I had no desire to learn more about the place, which had looked, in the brief glimpse I’d had of it, like the template upon which every dark forest in every dark fairy tale had been based. I kept wishing that I could forget it.

“Most people don’t,” he said. “Including magicians. We only know it’s a fallen world, a world of magic, and that it was corrupted, somehow, by that same magic. Nobody lives there anymore but spectres.”

I looked him up and down. “And magicians?”

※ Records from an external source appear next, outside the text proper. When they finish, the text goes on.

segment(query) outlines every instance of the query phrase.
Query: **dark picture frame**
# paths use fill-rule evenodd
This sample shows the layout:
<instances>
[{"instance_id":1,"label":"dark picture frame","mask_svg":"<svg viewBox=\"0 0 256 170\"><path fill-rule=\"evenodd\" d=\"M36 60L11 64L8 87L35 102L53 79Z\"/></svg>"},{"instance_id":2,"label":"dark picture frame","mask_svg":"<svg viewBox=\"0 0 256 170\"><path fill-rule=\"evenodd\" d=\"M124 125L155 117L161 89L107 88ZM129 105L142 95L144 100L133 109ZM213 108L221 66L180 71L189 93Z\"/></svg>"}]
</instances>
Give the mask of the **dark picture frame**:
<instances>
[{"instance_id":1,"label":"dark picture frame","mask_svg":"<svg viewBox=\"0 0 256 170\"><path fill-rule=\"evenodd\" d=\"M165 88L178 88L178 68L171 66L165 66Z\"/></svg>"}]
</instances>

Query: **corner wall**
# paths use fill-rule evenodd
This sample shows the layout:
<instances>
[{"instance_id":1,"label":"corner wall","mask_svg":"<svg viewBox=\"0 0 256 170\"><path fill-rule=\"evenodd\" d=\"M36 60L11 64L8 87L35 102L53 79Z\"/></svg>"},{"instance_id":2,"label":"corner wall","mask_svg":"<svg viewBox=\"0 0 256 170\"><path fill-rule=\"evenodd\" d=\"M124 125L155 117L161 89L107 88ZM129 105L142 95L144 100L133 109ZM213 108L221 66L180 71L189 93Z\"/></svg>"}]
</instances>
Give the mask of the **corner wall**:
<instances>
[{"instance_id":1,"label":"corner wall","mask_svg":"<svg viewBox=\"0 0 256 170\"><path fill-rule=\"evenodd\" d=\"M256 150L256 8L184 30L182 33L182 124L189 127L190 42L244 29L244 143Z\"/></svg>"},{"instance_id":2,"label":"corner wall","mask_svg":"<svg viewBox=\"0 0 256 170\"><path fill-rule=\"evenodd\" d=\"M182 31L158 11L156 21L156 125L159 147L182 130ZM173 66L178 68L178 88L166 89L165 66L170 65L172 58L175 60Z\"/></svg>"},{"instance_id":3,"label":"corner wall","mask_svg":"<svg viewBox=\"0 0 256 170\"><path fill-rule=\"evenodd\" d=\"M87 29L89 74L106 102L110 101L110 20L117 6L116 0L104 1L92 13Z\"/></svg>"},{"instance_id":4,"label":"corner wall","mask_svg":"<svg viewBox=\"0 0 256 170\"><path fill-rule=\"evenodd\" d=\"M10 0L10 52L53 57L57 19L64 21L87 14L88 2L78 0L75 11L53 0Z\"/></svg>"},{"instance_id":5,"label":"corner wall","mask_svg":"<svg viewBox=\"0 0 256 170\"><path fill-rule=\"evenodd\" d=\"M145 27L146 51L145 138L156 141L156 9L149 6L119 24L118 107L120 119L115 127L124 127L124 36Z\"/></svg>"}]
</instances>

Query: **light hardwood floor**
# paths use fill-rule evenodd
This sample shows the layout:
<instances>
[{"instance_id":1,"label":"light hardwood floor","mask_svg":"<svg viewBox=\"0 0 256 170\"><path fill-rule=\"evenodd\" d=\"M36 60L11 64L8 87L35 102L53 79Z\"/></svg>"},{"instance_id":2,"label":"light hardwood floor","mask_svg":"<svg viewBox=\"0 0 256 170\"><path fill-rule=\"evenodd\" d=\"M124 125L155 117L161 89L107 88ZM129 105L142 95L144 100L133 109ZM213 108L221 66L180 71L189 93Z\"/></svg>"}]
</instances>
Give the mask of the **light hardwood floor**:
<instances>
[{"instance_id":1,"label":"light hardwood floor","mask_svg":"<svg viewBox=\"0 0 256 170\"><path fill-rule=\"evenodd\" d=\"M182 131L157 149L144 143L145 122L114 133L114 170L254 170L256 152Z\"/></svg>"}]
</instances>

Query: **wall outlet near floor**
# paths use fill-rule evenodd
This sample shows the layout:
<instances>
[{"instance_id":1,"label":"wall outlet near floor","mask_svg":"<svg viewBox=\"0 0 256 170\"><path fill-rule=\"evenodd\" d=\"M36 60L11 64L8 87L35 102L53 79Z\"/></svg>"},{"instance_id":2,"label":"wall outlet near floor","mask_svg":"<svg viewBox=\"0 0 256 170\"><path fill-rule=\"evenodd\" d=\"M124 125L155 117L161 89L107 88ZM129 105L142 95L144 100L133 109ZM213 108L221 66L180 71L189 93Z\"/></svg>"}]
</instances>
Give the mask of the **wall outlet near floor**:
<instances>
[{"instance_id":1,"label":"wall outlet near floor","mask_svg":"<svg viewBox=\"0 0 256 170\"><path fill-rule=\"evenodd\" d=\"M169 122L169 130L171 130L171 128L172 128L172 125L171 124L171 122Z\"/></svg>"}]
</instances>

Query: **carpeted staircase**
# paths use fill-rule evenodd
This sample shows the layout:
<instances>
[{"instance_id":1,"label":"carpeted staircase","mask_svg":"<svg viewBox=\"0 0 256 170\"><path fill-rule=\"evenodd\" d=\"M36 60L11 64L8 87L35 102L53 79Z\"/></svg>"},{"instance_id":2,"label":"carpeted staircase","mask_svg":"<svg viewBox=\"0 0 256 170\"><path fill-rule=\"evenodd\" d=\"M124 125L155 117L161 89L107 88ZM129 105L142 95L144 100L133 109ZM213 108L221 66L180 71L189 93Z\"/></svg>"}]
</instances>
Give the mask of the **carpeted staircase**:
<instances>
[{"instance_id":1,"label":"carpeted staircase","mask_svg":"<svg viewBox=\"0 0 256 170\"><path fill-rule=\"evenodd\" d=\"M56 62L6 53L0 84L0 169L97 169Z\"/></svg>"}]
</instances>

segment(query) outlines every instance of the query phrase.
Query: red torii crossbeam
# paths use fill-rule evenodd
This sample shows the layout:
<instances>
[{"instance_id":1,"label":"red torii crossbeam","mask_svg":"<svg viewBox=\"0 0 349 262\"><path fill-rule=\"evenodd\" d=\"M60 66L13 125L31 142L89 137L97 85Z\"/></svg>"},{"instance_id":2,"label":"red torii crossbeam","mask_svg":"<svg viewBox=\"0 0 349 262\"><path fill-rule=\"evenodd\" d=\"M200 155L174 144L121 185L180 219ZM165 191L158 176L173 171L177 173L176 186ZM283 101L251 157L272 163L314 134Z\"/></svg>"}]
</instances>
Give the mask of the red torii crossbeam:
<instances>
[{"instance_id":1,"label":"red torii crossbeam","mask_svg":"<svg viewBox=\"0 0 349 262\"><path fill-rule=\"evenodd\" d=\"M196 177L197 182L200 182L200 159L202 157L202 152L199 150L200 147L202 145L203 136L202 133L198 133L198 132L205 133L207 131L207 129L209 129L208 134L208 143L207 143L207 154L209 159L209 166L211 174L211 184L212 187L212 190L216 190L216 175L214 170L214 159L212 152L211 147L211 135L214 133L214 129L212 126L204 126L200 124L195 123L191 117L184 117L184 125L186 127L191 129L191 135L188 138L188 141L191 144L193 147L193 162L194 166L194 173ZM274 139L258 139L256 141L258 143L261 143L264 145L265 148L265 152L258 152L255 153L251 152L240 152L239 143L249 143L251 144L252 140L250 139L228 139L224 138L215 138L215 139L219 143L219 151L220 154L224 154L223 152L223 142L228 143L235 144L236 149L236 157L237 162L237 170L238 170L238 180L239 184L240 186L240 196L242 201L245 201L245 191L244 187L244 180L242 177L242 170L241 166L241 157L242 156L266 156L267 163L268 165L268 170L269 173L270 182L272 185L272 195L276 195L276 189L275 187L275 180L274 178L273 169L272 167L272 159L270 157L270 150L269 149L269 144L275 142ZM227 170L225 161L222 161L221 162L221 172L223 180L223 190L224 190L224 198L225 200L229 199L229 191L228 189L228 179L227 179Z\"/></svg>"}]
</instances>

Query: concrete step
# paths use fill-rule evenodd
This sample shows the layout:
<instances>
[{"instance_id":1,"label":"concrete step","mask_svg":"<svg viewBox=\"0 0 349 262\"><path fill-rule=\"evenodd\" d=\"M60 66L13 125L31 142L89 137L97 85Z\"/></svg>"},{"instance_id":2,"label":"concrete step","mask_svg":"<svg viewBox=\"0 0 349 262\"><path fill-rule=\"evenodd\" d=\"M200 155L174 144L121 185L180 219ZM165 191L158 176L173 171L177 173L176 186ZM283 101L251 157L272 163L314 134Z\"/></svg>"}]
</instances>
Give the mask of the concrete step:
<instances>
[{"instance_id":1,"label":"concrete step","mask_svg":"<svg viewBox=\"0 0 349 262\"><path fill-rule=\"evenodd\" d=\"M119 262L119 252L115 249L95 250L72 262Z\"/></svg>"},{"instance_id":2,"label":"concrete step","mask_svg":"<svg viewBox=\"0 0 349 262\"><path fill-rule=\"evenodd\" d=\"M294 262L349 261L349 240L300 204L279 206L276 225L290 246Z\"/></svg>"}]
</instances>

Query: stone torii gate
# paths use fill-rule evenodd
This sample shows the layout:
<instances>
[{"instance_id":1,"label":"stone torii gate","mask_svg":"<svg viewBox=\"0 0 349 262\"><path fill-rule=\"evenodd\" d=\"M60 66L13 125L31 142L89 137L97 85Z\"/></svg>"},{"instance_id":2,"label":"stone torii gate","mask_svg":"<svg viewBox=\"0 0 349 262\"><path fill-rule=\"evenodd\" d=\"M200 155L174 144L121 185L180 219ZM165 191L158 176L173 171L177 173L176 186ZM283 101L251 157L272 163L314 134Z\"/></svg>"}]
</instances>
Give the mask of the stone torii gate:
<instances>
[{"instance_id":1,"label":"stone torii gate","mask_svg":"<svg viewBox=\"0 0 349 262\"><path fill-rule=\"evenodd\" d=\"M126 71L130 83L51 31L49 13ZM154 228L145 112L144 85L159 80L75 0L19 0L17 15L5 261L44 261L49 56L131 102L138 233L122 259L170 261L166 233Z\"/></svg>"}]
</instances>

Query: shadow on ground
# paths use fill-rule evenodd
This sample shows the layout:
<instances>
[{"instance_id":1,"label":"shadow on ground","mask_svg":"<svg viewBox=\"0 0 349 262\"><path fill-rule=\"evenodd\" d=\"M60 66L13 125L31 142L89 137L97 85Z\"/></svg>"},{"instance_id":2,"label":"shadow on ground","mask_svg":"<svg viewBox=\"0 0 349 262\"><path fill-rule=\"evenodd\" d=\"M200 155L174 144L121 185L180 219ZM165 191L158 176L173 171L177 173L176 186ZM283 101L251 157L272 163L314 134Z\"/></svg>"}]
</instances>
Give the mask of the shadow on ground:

“The most popular theory is that modern magicians are all descended from a handful of refugees who fled from the world we now call the Rivenwood many centuries ago, as it collapsed. These refugees carried the seed of magic inside them from their world, and sometimes it surfaces in their descendants.”

I swallowed. “And spectres?”

“Spectres are magicians,” he said. “Or what’s left of them. Those who aren’t careful.”

I was appalled. “Magicians, you—you turn into—that?”

“Not always. Many of the spectres of the Rivenwood are ancient, remnants of the people who once lived there. But the longer a magician spends in the Rivenwood, and the deeper they go, the more its magic gets inside them. Eventually, some lose their ability to take human form entirely. They remain in the woods and prey upon other magicians.” He gestured at his leg. “One took me by surprise.”

“Then magic is—some sort of poison?” I said.